Cuando terminó el mate se fue a sentar al living, ahí como siempre estaba el fantasma de su papá esperándolo para charlar un rato. Eran conversaciones fluidas, pero nunca llegaban a ser muy profundas, se referían sus días, y comentaban en detalles las novedades deportivas o sociales. Para Felipe era un momento de relajación único e incomparable, lamentaba en cierta medida que fuera tan poco el tiempo en el que se realizaba ese diálogo. Siempre su papá se excusaba y decía que tenía cosas urgentes que atender y caminaba hacia la puerta mientras se desvanecía. Esto a Felipe le causaba gracia, no entendía el porque de caminar hasta la puerta. Y siempre se esbozaba una sonrisa en su cara luego de eso. Un par de mates después aparecía el fantasma de su abuela, que para él era vieja, y según ella, el resto de las personas la veían como la recordaban. No preguntaba mucho porque sabía que tenía prohibido hablar del “más allá”. Simplemente podía contar cosas que no dejen deducir nada del otro mundo. Era una viejita siempre feliz y divertida. Lo preocupó verla tan triste. Le preguntó que le pasaba, y ella le dijo que no podía decir nada, entonces no quiso ser una carga y cambio la conversación. Fue más corta de lo común, pero esto se debía a la cita con el dentista, o la dentista en este caso. Cuando se levantó la abuela le curó el corazón como siempre y salió a la calle.

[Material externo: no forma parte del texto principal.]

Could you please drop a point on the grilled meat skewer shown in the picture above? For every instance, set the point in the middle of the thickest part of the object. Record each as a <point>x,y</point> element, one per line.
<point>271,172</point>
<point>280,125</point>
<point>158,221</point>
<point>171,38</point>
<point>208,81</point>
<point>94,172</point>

El frío era inspirador para la melancolía de esa mañana, y aunque tenía el corazón curado todavía vivía un dejo de tristeza en su alma, todavía se encendía una llama que paradójicamente lo apagaba más y más. Pero tenía todo resuelto, unos días antes había hablado con el Dr Fruslería y le dio una pastilla que tenía que tomar cuando crea conveniente.
Camino a la dentista hubo cosas de todos los días, nada que le llamó especialmente la atención, aunque es verdad que tampoco le prestó mucho interés a su entorno, porque iba pensando, o tratando de recordar cual era la primer mañana que recordaba. Esfuerzo que claramente fue en vano, porque cuando se acercaba a algo que pensaba que era esa mañana una nube espesa de color violeta le apagaba el recuerdo, en una suerte de frustración dulce la cual buscaba de vez en cuando en esos fallidos recuerdos de cosas que seguramente eran irrelevantes para la secuencia indómita de los días, tardes y noches del pasado, presente y futuro. Una vez frente a la puerta de la dentista se tomó la pastilla, miró al cielo y por la claridad los ojos se le llenaron de lágrimas de cocodrilo y entró.
Cuando pasó se sentó a esperar en la salita hasta que lo llamaron, y entró a la sala donde la rubia y enrulada dentista lo esperaba con una sonrisa que no supo contestar. Ella le dijo que siente y le preguntó como andaba, si le había dolido alguna muela. El respondió que no, respuesta que después de darla la sintió realmente vaga y poco precisa, pero entendió que era muy tarde para aclarar y dejó que el momento pasara quedando como un imbécil. La mujer le pidió que abra la boca y cuando ella se acercó él se sintió realmente bien con esa presencia tan cerca, fue un segundo hermoso en el que se sintió sinceramente acompañado. Fue una pena la escena siguiente en la que los gritos de la dentista ocupaban toda la piecita, mientras la espuma blanca salía de la boca del paciente y sus pupilas se volvían blancas y el cuerpo convulso luchaba por retener su alma. Y Felipe a toda esta circunstancia ya era ajeno, sentía la libertad y como iba ascendiendo de a poco a quien sabe donde, y no hubo recuerdos, únicamente tranquilidad, aunque de todas formas no se podía deshacer de esa pequeña llama de angustia que lo acompañó hasta el final.